Same story, different week: A governor who opposed the Affordable Care Act changes course and announces plans to opt into the Medicaid expansion.
Supporters of the ACA rejoice, conservatives grumble, and a new number gets tacked on the board — 24 states opting in, at last count.
Yet there’s more to the story than governors’ speeches. In at least eight of those states, lawmakers are warning that they may not go along with expansion plans.
Those legislative logjams — and what governors need to do to circumvent them — vary state by state , but the fights are falling out along party lines.
In Missouri, two GOP-led House committees this week voted down Medicaid expansion plans, despite Democrat Gov. Jay Nixon’s pledge to opt into the measure last year. Republican lawmakers in Arkansas, Montana and Washington have similarly been skeptical of their Democratic governors’ expansion positions. Meanwhile, four GOP governors who have backed the expansion are having difficulty corralling members of their own party.
“All the states are different,” Matt Salo, executive director of the National Association of Medicaid Directors, told me. “But for all intents and purposes, you need the executive and legislative branches to agree.”
GOP Legislatures Balk Over Cost, Risk
That basic civics lesson has been largely ignored as one governor after another announced plans to participate in the law’s Medicaid expansion.
Proponents of the ACA have been particularly gleeful as several leading Republican governors — Arizona’s Jan Brewer, Ohio’s John Kasich, Michigan’s Rick Snyder and Florida’s Rick Scott — have come out in favor of the expansion across the past six weeks.
“The fact that [those Republican] governors have opted into the Medicaid expansion are game-changers,” Ron Pollack of Families USA told me last week, after Scott’s announcement.
“I think the dominoes are going to fall into place fairly soon.”
Pollack’s probably right. Scott’s decision was especially significant, both for its practical — Florida stands to insure one million more residents through the expansion — and symbolic implications, given his status as a leading critic of Obamacare. And last week’s announcement may well have given New Jersey’s Chris Christie more cover on Tuesday to announce his own support for the Medicaid expansion.
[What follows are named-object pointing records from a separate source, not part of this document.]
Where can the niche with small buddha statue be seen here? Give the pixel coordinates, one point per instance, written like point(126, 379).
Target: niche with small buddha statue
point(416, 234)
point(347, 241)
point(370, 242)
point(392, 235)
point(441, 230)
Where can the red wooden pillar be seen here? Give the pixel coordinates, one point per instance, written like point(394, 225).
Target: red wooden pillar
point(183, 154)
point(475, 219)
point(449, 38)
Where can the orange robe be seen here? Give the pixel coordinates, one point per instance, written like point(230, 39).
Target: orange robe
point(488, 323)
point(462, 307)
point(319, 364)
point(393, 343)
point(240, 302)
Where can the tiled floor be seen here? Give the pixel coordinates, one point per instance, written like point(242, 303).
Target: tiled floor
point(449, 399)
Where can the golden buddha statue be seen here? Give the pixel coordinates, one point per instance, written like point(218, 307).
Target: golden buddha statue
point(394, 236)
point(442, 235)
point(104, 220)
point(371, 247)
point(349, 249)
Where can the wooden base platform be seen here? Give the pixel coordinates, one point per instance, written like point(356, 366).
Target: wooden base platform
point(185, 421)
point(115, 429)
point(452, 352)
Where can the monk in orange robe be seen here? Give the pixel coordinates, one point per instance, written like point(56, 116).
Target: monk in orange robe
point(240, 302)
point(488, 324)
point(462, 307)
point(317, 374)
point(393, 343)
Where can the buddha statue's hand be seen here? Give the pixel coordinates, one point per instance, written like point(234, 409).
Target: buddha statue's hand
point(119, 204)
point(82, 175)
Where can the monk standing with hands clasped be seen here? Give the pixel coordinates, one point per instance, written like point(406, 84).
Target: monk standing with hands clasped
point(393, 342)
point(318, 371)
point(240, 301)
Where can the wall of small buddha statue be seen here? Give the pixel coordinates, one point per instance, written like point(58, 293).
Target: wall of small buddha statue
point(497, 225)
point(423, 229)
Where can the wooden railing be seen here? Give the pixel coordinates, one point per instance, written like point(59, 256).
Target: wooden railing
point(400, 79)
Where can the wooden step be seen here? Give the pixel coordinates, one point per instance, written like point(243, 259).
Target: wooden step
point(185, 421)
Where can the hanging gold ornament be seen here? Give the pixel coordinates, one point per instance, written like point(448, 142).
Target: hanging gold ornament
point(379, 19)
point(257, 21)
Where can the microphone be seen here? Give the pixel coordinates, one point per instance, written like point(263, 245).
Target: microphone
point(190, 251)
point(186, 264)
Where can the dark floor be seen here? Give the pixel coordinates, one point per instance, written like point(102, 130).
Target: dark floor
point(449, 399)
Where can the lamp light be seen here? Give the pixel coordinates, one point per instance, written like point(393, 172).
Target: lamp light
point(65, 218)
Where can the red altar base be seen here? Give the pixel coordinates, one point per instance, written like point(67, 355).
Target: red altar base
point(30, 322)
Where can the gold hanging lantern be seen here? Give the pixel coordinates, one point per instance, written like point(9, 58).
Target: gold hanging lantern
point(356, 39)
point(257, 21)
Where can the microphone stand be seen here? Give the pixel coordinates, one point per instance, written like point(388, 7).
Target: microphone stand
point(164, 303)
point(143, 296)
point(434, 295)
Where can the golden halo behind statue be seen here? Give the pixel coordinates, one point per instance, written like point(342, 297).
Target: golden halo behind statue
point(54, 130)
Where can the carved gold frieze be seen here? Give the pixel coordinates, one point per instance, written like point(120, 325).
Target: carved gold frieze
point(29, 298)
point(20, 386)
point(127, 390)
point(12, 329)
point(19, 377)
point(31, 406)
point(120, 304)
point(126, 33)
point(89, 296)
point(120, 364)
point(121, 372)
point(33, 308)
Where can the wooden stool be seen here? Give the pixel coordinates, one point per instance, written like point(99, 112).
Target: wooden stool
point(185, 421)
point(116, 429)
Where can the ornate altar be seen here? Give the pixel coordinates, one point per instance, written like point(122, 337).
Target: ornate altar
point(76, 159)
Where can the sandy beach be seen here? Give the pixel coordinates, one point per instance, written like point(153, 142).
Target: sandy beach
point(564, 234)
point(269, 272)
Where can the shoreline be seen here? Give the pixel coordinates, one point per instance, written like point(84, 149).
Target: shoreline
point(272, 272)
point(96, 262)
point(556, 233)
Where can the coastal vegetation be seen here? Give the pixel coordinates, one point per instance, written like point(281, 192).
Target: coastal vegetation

But even if the game’s changed for Republican governors, many GOP legislators within their own states continue to fight the Medicaid expansion using a well-worn playbook to criticize the law’s costs and possible risks.
Arizona’s House speaker: “We have no faith in the federal government” to fulfill its Medicaid obligations.
Florida’s House speaker: “I am personally skeptical that this inflexible law will improve the quality of health care in our state and ensure our long-term financial stability.”
Michigan’s House speaker’s spokesperson: “The federal government has a history of working with states to start long-term programs while providing short-term funding, and then sticking state taxpayers with the future financial liability.”
Ohio’s House speaker: “Our problem … [is] if the federal government continues to operate the way it has the last several years, they may or may not have the money to live up to their obligations.”
What Comes Next if There’s a Split
Some state lawmakers appear unclear on what happens if the Legislature and governor differ on the Medicaid expansion.
“It would be a very legally interesting situation,” Brian Kane, Idaho’s deputy attorney general, testified at a committee hearing last summer. “That’s a very involved powers-of-government question, from my perspective.”
But what it boils down to: The governors who favor the Medicaid expansion really can’t move forward without their legislatures, which need to authorize and appropriate the necessary funds.
(Governors who want to expand Medicaid can make provisional arrangements to avoid last-minute scrambling, according to Salo. For example, they can work with vendors to have systems that are ready to operate under the expansion’s expanded eligibility requirements if necessary, should the state move to opt in after all.)
Under the Supreme Court’s ruling on the ACA, legislators can wait months or years to hammer out an agreement, if they want to opt in at all. But there’s a significant financial incentive to reach a decision before the year’s done.
The federal government’s 100% matching funds are only available from Jan. 1, 2014 through Dec. 31, 2016, Salo noted. “And every month that you’re not [part of the expansion] is a month that you’re not getting that Medicaid match.”
Legislatures May Be Playing Role of Token Resistance
That financial hook, which has swayed staunch conservatives like Scott and Christie, may ultimately end up winning over legislatures too.
(And if it seems like we’ve been here before — well, we have. After considerable hue and cry, every state governor ended up accepting stimulus funds because the package was seen as just too good.)
The government also continues to sweeten the pot for holdouts; Arkansas Gov. Mike Beebe on Tuesday announced that HHS had approved an unusual waiver to allow the state to use federal funds to help residents buy private insurance.
Meanwhile, it’s possible that the most critical legislatures may simply be going through the motions of offering token, partisan resistance. Earlier this week, the GOP chair of North Dakota’s House health committee warned the Associated Press that “the caucus [was] divided” on its upcoming vote over Medicaid expansion.
A day later, that divided caucus voted 12-1 to opt into the expansion.